Ad-hoc photographic retrieval task 2006

Printable version

Introduction

The ImageCLEFphoto 2006 task is similar to the classic TREC ad-hoc retrieval task: simulation of the situation in which a system knows the set of documents to be searched, but cannot anticipate the particular topic that will be investigated (i.e. topics are not known to the system in advance). The goal of ImageCLEFphoto 2006 is: given a multilingual statement describing a user information need, find as many relevant images as possible from the IAPR TC-12 photographic collection.
This contains 20,000 photographs on a variety of topics and from worldwide locations collected by Michael Grubinger and viventura (a travel organisation). All photographs contain structured metadata (including a description and location) in both English and German.

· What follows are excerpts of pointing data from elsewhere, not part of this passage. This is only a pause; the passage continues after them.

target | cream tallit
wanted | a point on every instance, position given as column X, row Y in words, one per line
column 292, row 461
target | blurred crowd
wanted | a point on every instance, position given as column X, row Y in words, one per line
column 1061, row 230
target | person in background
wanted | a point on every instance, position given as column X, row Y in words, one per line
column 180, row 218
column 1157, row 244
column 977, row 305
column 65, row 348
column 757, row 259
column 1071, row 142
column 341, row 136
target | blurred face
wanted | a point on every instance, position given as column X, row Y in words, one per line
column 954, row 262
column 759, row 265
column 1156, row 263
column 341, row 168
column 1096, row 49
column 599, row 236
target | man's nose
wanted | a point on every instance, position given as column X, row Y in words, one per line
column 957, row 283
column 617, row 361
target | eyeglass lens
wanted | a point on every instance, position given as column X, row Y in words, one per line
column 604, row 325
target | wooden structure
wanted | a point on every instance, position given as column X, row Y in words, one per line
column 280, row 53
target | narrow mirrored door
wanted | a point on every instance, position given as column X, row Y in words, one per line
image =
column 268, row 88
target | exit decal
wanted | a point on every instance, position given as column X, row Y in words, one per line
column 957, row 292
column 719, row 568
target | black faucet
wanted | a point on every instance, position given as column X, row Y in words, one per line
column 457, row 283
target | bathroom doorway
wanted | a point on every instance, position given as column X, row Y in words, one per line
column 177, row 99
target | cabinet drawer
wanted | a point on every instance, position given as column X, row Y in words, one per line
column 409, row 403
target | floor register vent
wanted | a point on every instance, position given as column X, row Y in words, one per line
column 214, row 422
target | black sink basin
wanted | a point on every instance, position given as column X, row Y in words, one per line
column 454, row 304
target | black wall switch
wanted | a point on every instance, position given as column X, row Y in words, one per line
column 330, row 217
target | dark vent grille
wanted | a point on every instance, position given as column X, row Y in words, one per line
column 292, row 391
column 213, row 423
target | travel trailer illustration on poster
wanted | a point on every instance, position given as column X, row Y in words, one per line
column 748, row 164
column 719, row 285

Any method can be used to retrieve relevant documents and we encourage the use of both text and content-based retrieval methods. One of the main interested of the ImageCLEFphoto ad-hoc task is investigating various methods of query translation and how features derived from the image captions and images themselves can be combined to enhance retrieval. We would like to determine how text and image attributes can be combined to enhance cross-language image retrieval in this kind of domain. A further aspect of the task this year is to also investigate how the vocabularly mismatch between captions and queries can be bridged.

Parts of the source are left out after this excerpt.